I am always intrigued by Eastern scriptures that begin with Om, Shantih Shantih Shantih and end with Om, Shantih Shantih Shantih.
Would you please talk about this?

The East has approached reality in an almost diametrically opposite way to the West. First, the simple meaning of the word should be understood, and then all the implications. All Eastern scriptures begin with Om, Shantih Shantih Shantih and they also end with the same.

Om is the symbol of the universal heartbeat; it is not a word. And as you come closer and closer to the universal heartbeat, the by-product is a deepening silence. Shantih means silence and it is always repeated three times because by the time you reach to the fourth, you are no more - just the silence has remained. You have disappeared as an entity separate from the universe.

The West has not been able to begin even a single scripture with this intention. It is understandable. They never went into the deeper communion between your heart and the bigger heart of the universe. They have taken a wrong route, that of fighting, that of conquering, that of being victorious. They have chosen to be extroverts.

Their world is true, but they don’t know anything about themselves.

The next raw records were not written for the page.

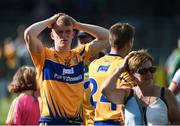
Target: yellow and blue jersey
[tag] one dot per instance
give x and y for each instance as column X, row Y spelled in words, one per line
column 60, row 80
column 99, row 70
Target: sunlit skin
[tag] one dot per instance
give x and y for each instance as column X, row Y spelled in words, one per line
column 62, row 36
column 144, row 80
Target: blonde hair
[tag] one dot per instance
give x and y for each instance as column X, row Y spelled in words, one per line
column 137, row 58
column 23, row 79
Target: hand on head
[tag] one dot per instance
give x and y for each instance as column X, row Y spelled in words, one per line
column 63, row 17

The outside is true and the inside has not been explored.

The Bible says, “In the beginning was the word.” Now this can be said only by somebody who is absolutely ignorant, because the word means a sound with a meaning. These sounds made by the words are just sounds; you cannot call them words. The moment you say, “In the beginning was the word,” unknowingly you have accepted that there is someone who gives meaning to it, but then the word is not in the beginning.

In the beginning is one who gives meaning to the word. And The Bible says, “God was with the word.” Anyone who wrote it must have felt uneasy that the world should begin only with a word. Immediately he needed someone to give meaning to it; hence the second statement that God was with the word.

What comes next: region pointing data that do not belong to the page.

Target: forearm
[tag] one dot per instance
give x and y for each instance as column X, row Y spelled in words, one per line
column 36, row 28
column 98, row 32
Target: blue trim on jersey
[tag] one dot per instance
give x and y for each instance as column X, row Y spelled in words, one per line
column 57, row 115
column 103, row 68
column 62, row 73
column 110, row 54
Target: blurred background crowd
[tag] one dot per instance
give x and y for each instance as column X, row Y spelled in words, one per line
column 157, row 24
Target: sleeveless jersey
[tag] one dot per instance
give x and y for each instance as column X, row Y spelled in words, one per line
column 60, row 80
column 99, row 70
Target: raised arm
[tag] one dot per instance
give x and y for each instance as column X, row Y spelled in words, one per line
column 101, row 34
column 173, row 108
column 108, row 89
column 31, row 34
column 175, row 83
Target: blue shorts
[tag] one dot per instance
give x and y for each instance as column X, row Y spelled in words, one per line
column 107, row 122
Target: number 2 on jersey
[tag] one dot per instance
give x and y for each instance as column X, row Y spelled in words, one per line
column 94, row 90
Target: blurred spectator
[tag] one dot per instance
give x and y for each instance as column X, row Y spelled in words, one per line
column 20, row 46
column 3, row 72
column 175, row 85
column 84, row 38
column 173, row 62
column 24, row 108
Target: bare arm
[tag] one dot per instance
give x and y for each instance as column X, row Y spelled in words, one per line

If you look into things very impartially, deeply, you will be amazed how much they can reveal. Then he must have become aware to ask, “Who is first? God or the word?”

The third sentence then tries to make a compromise. It says, “God and the word were one.” Nobody in the whole Eastern search will agree with it. The East has not experienced the beginning because naturally you cannot see the beginning: you are already there, the beginning has happened. In your being you have preceded the beginning, so there is no possibility of any witness of the beginning. But there is a possibility to be a witness of the end.